Logistics and managerial capacity
· What is the condition of road, rail, and boat access to the affected population (e.g. sealed roads, access in rainy season, air access, and security)?
· Are there facilities that could serve as warehouses? (What is the storage capacity? Is there adequate physical infrastructure?)
· What can be done to identify and register families in need of food assistance (e.g. through community leaders, church groups, and official registration procedures)?
· What access is there to radio communication between local, subnational, and central levels?
Public health response capacity
(See Chapter 7)
· Have the people left their home? Have they gathered in camps?
· How congested is the settlement? How many people per shelter?
· Is water available? In what quantity and quality? What is the source? How much does it cost?
· What are the sanitation arrangements?
· Are there trained water or sanitary engineers locally available?
· Where is the nearest vaccine store? Is it easily accessible? Are there trained vaccinators in the area? Is cold chain equipment available?
Identifying measures to minimize or prevent the emergency
Having identified the causes of the suspected famine, assessed its severity, and determined the local response capacity, it should be possible to identify measures to minimize or prevent the emergency.
· Determine the need for food distribution, e.g. what would be the type and quantity required for general or selective food distribution.
· Identify other non-ration options that would improve the nutritional status in areas where food is available but too costly for the population, e.g. create jobs through public works and improve access to water.

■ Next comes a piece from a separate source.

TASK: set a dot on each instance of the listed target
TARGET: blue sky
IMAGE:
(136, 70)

· Identify options for technical support (e.g. a qualified organization or individual to assist health workers in the affected population to improve the quality of selective feeding and early detection of malnourished children).

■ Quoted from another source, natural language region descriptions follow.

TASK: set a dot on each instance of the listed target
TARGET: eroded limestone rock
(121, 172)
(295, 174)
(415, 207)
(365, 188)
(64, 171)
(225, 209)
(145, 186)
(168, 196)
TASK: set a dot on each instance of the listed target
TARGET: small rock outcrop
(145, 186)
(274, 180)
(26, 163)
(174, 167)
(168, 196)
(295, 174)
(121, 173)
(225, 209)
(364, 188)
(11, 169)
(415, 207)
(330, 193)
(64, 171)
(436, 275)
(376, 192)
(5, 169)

· Outline possible public health responses. These responses should benefit both the local population and possible displaced persons (e.g. by strengthening immunization and cold chain capacity of the affected area).

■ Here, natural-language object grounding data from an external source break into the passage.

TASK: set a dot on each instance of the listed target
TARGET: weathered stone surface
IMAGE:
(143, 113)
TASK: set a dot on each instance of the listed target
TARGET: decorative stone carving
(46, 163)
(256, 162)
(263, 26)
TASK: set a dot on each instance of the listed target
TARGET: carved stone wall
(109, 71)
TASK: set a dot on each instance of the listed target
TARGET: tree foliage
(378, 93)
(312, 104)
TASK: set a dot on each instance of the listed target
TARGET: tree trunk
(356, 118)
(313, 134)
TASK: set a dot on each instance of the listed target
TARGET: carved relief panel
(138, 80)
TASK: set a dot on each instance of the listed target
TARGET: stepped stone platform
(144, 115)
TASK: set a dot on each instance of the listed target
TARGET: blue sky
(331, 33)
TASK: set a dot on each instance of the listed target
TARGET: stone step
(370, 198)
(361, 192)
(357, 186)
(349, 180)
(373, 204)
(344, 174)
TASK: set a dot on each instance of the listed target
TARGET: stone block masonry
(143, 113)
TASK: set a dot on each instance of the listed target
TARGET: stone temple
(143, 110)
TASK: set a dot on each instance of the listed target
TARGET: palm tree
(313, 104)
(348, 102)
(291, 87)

Ensuring monitoring and surveillance
It is necessary to ensure monitoring and surveillance of both the situation and any actions taken to remedy it.
· Collect information on existing systems for famine early warning, including nutritional status and epidemiological surveillance or surveys.
· Make recommendations for improvement (“filling the gaps”).
In carrying out monitoring and surveillance, remember to:
- compare results of nutritional status surveys (using same criteria);
- look at data on nutritional deficiencies (morbidity data) in hospitals, health centres, and communities;
- monitor food distribution programmes, including number of calories per person per day (food basket surveys);
- monitor the number of admissions in the therapeutic feeding centre per week or month;
- monitor the percentage of children discharged from the therapeutic feeding centre: % of cured, % of dropouts, and % of deaths; and
- monitor the root causes identified by the assessment.